BookmarkSubscribeRSS Feed
🔒 This topic is solved and locked. Need further help from the community? Please sign in and ask a new question.
Mirisage
Obsidian | Level 7

Hi SAS Community,

I have applied “subsetting if” and “where” clauses like below and they produced the same number of records in both table “want_1” and “want_2”.

1). Approach I - “subsetting if”

data want_1;

SET have;

if bank_number = 40;

run;

2). Approach II - “where”

data want_2;

SET have;

Where bank_number = 40;

run;

Question

However, SAS sometimes produce correct results for wrong reasons if we do not use it with full knowledge what is happening inside.

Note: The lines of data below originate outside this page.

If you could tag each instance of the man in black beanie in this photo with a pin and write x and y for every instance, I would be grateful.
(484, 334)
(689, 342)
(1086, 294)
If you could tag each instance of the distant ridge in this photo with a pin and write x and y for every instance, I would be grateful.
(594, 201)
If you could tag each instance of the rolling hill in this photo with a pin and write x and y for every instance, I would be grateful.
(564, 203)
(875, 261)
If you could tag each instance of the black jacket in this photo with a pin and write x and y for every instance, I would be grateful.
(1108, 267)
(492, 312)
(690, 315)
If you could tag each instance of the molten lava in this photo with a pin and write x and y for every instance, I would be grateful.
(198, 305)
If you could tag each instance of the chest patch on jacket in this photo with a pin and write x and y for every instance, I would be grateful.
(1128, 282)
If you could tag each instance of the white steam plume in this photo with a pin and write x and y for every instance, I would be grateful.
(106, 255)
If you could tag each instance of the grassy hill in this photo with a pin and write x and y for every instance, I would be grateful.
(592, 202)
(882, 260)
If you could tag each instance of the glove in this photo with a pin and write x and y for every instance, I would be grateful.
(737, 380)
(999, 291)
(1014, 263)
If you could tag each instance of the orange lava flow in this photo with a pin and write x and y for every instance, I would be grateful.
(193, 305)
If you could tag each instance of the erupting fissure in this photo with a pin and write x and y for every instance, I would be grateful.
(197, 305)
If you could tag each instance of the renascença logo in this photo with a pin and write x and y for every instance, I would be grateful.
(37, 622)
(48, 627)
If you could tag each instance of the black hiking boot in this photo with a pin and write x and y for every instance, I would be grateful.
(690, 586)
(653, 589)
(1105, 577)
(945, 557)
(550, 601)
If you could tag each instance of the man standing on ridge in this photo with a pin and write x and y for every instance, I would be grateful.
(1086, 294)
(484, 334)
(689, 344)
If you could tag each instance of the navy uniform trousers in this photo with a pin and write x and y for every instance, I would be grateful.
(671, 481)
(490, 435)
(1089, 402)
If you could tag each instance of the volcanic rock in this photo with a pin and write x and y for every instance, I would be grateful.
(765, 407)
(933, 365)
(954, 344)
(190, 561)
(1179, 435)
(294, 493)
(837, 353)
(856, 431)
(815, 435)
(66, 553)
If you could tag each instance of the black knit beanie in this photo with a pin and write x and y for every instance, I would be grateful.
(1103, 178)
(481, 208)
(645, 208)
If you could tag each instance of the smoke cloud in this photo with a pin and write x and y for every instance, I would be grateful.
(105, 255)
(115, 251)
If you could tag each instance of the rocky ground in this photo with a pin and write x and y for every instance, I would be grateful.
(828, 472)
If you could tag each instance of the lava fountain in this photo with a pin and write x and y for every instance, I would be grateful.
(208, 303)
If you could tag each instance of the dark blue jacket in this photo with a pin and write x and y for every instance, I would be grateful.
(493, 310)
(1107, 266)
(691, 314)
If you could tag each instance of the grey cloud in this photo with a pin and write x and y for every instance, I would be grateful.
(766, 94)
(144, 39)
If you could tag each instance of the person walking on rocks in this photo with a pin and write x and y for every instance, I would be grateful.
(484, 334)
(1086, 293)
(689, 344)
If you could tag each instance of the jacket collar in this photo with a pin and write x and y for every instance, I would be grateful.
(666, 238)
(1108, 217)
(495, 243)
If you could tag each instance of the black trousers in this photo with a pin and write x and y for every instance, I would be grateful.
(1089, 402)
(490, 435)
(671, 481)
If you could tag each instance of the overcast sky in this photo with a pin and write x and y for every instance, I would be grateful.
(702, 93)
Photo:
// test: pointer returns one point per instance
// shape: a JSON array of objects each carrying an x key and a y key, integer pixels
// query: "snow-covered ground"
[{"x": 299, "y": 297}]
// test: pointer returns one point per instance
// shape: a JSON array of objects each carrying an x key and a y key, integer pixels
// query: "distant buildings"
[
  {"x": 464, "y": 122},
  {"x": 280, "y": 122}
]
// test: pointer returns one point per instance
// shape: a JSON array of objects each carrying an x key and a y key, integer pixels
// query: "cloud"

This happened to me many times.

So, could any expert confirm me if the Approach I and II above produce same results always?

Thank you

Mirisage

1 ACCEPTED SOLUTION

Accepted Solutions
Linlin
Lapis Lazuli | Level 10

if variable bank_number is already in dataset have then if and where would produce the same result.

if variable bank_number is created in the same data step then only if works.

example:

data class;
  set sashelp.class;
  if age <14 then group=1;
    else group=2;
  if group=1;/* you can't use "where" */
  proc print;run;
 
                   Obs    Name       Sex    Age    Height    Weight    group

                      1    Alice       F      13     56.5       84.0      1
                      2    Barbara     F      13     65.3       98.0      1
                      3    James       M      12     57.3       83.0      1
                      4    Jane        F      12     59.8       84.5      1
                      5    Jeffrey     M      13     62.5       84.0      1
                      6    John        M      12     59.0       99.5      1
                      7    Joyce       F      11     51.3       50.5      1
                      8    Louise      F      12     56.3       77.0      1
                      9    Robert      M      12     64.8      128.0      1
                     10    Thomas      M      11     57.5       85.0      1

View solution in original post

12 REPLIES 12
Linlin
Lapis Lazuli | Level 10

if variable bank_number is already in dataset have then if and where would produce the same result.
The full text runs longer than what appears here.